Six of us went to see the latest film by the preeminent Turkish filmmaker Nuri Bilge Ceylan. The movie is called About Dry Grasses. The grass doesn’t show itself till about the three-hour mark in this three-hour seventeen-minute narrative. Until then snow covers the screen and also swallows some of the subtitles. But I am not complaining.
All six of us were enthralled by the stark landscape against
which the main character was shown to be sweet, artistic, mean-spirited and
duplicitous, by turns. Just when you might feel for him, he would betray your
trust and then you might get a glimpse of another dimension in his character.
He is a modern-day Ulysses, pragmatic, amoral yet achieving
a certain humanity as he struggles for transcendence. He perseveres like my
orchid which has died three times and is now fighting for another rebirth.
Like Ulysses, he is a man of many turnings. I came away
thinking he is a self-deprecating version of the director / writer himself. At several
points we see the still photography of the protagonist which is clearly the artwork
of Ceylan. He is telling us not to demand purity. The multitudes within are
struggling to survive. As Tarzan said to Jane, It’s a jungle out there.
My orchid has a tongue. It speaks fluent orchid. I see it
wagging, reminding me about her three weekly ice cubes to quench the parched roots.

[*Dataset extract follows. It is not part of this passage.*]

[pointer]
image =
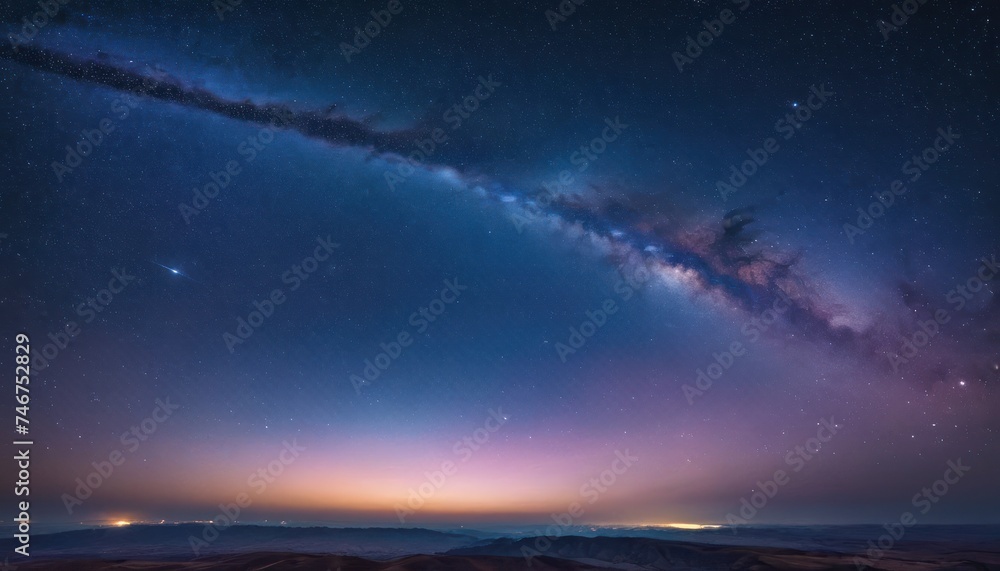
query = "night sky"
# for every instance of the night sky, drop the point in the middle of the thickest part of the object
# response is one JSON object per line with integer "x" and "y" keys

The dry grass speaks to us of Nature’s cycles. Petals drop or get buried under
permafrost but thaw and regenerate like the human spirit. At one point we too might seem desiccated with despair,
then buds appear.
Over enchiladas, guacamole and strip steak we six agreed with ourselves, far from the Anatolian winter. Conversation flowed from the spring we contain wetting our meadow of dry grass.